Situation awareness for safe robot-human cohabitation in production lines
One of the main goals of STAR is to ensure the optimization of a production line to increase the efficiency of the manufacturing process. We start from the assumption that efficiency and safety go hand in hand in a complex environment such as the production lines, in which operators, robots and automatic systems share dynamically the same physical workspace.
The aim of this module is to take advantage of modern computer vision approaches in order to recognize postures and motion of workers, locate them as well as the items occupying the environment. The main output will be an “average spatial heatmap” representing a probabilistic occupancy of the production lines based on fixed RGB cameras deployed in the factory. The purpose of this module is to feed a “planificator” indicating dynamically which areas should be avoided by robots’ fleet operating in the production lines.

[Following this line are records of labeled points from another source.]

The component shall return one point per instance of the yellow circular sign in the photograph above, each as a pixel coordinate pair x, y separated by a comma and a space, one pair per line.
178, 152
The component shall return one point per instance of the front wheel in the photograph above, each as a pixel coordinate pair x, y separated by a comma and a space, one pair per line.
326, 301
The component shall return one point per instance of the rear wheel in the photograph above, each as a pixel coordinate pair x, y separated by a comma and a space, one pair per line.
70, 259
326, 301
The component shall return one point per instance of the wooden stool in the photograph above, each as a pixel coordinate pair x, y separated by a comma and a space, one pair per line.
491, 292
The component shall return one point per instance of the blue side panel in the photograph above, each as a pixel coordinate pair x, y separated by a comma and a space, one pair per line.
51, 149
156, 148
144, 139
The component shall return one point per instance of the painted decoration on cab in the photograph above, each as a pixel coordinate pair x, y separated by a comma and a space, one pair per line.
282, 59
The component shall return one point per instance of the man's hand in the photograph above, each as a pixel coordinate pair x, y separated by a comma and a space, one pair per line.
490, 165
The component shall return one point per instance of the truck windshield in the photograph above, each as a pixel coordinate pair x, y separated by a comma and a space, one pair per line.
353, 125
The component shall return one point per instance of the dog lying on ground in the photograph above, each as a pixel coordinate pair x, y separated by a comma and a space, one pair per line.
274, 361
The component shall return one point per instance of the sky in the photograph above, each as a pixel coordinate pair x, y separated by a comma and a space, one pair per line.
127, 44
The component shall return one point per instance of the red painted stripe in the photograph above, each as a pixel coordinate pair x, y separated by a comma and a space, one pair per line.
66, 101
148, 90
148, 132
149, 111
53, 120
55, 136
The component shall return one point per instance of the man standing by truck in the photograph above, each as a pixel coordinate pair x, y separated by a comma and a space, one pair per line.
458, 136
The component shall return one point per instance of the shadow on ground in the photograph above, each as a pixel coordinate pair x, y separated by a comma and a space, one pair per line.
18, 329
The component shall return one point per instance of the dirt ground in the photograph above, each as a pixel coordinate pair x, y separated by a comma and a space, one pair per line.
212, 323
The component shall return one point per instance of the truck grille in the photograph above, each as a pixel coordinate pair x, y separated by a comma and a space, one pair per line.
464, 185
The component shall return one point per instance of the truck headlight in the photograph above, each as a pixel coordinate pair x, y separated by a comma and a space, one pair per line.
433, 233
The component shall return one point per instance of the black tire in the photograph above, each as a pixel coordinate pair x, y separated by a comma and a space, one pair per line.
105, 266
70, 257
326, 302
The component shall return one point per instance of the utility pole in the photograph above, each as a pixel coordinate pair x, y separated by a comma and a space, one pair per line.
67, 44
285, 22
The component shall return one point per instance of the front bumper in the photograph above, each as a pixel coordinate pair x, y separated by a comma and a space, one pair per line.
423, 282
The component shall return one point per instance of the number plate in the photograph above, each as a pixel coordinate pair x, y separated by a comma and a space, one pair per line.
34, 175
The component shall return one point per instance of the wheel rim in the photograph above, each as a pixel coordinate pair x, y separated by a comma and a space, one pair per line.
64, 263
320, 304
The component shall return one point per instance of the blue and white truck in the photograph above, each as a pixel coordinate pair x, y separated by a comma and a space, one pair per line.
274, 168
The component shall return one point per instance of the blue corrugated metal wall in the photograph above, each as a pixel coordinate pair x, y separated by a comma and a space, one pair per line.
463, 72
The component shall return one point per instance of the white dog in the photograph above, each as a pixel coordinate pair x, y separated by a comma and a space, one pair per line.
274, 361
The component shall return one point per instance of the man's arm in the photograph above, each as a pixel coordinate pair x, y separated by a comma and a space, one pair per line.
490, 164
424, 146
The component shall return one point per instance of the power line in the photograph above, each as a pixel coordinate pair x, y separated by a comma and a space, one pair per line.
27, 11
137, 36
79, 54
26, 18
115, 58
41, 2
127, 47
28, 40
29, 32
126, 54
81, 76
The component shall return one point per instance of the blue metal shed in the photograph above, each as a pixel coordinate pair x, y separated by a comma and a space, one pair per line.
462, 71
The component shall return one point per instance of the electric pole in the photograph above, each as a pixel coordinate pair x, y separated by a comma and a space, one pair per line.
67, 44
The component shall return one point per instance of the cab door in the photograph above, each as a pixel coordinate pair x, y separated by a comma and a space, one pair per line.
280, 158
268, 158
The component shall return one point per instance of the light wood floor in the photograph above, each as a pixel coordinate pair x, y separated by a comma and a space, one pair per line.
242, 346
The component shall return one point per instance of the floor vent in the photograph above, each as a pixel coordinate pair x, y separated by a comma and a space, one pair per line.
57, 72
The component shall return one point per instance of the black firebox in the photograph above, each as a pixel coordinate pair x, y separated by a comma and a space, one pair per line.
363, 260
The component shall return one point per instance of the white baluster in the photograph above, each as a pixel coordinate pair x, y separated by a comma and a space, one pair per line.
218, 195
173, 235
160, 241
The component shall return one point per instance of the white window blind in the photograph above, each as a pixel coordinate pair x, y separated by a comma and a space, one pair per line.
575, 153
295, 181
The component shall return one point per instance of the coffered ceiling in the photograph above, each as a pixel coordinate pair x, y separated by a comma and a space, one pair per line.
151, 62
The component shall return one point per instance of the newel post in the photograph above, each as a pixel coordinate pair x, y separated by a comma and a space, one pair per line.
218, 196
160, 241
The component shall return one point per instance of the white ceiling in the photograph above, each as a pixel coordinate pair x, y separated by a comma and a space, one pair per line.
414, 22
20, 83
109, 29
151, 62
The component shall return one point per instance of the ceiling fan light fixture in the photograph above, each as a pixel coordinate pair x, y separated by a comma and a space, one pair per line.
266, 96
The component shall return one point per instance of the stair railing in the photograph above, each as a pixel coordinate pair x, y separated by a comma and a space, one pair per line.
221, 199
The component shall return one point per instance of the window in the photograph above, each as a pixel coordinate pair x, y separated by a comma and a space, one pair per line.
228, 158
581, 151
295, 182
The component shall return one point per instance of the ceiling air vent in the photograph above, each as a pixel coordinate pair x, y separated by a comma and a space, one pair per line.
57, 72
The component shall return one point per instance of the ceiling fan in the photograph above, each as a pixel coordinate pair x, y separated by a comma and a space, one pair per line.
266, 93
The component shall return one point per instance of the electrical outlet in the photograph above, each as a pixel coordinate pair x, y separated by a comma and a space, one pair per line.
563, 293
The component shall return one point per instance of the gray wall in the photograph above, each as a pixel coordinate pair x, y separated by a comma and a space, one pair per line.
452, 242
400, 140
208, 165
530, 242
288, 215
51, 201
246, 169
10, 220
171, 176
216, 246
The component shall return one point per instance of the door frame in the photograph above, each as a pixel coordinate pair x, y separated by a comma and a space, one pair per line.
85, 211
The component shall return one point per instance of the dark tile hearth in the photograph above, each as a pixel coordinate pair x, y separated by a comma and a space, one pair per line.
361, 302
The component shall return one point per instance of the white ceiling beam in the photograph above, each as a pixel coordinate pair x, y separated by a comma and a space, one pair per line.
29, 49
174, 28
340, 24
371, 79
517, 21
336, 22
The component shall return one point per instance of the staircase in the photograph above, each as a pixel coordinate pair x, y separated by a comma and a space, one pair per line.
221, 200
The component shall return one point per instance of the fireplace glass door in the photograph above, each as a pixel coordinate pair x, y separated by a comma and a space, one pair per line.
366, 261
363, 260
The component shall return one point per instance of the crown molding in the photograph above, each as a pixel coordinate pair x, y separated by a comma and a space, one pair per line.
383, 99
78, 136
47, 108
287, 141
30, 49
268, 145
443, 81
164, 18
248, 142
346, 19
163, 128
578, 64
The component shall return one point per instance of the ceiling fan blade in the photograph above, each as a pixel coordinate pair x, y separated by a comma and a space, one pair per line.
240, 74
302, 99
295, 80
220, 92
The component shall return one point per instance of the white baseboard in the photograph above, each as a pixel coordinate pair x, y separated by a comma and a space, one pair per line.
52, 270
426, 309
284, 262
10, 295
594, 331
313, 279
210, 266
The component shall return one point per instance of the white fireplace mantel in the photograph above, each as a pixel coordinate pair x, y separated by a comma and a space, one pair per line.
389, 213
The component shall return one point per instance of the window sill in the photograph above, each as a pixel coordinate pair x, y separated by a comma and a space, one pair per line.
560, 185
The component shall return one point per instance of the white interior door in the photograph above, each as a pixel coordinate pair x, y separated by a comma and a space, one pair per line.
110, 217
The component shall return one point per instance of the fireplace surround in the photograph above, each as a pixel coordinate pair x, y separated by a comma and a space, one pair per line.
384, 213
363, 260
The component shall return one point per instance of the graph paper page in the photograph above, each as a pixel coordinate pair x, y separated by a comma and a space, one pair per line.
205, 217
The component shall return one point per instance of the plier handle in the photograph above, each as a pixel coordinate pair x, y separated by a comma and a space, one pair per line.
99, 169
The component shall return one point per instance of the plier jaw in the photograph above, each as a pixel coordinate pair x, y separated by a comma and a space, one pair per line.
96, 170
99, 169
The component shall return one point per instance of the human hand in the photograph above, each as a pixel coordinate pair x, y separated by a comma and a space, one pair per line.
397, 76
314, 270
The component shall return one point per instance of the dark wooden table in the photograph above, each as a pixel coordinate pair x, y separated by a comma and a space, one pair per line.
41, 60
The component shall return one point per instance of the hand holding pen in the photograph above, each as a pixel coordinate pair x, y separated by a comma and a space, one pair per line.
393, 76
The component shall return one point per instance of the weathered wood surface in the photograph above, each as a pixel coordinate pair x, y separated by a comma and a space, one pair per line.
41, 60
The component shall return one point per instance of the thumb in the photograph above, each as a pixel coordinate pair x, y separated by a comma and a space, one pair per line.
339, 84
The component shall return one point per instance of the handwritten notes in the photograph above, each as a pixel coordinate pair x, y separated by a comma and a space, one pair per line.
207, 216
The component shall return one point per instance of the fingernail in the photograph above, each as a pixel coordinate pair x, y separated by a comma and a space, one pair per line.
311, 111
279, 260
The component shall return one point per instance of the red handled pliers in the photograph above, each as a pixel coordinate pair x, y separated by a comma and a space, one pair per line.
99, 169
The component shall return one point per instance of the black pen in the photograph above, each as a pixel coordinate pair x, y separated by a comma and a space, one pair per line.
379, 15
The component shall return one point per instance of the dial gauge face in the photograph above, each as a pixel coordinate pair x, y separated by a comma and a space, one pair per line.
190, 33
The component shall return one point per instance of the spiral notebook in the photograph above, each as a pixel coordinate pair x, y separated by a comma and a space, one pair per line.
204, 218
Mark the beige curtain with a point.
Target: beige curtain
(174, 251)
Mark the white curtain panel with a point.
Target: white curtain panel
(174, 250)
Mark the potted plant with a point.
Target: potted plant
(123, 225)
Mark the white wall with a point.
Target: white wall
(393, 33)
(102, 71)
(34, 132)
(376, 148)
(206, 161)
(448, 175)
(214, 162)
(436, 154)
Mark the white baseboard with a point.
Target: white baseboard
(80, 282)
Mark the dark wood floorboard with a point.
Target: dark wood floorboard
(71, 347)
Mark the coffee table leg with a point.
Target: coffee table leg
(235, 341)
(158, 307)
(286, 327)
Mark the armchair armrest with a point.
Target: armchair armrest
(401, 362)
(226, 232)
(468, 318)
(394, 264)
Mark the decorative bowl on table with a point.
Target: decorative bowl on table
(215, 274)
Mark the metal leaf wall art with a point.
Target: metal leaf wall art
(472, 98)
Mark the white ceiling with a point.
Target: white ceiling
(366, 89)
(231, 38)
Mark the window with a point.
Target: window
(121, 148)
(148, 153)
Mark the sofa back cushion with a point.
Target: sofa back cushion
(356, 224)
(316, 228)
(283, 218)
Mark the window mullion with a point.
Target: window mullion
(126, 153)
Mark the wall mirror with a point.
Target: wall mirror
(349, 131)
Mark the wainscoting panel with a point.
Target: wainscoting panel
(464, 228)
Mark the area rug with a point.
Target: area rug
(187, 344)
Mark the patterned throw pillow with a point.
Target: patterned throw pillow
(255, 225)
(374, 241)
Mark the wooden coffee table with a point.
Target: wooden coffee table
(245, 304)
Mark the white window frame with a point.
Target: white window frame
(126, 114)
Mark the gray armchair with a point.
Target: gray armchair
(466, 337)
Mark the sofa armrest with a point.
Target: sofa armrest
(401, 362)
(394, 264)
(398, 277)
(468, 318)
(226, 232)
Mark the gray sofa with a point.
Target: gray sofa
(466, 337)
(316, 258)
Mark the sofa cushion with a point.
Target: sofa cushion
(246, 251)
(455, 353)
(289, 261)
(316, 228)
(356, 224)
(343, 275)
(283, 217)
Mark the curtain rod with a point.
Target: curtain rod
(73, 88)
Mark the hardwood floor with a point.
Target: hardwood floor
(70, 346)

The solution we imagine is conceived by merging the following technologies:
Skeleton extraction by human pose detection convolutional neural network (CNN)
Dynamic object detection via CNN
3D-localization and motion in the infrastructure and estimation of human-robot distances using the geometric calibration of fixed RGB cameras
Heterogeneous and homogeneous multi-sensor fusion merging video analytics results coming from cameras dispatched in the production lines including other localization sensor data.
More specfically, the skeleton detection algorithms allow to track human poses by detecting and estimating the position of the characteristic points defining human postures. These points are parts of the human body (feet, knees, shoulders, neck, nose, eyes). The approach based on a neural network called “OpenPose” creates heat maps for joint extraction and extracts affinity fields considering all the detected joints in order to infer the link between them and, consequently, allow the detection of human limbs.
Once humans or other items are detected from video footprint, they are located in the infrastructure. This absolute positioning of the elements of the scene requires the camera to be calibrated, in order to associate each pixel of the image space with absolute 3D coordinates system. Once an element is detected, it is projected on the ground, taking into account reference measurements (i.e. height of the body, robot dimension). The projection on the ground allows to estimate the actual 3D position and then the distances between any other elements of the images.
The RGB cameras play a fundamental role and have the advantage to be cheap, extremely robust, and long-term stable.
We think that this AI-based technology will open the door to future optimization of collaborative human-robot approach to safely share workspaces. The real-time evaluation of the occupancy level of the workspace plays an important role to define the paths robots could cross safely.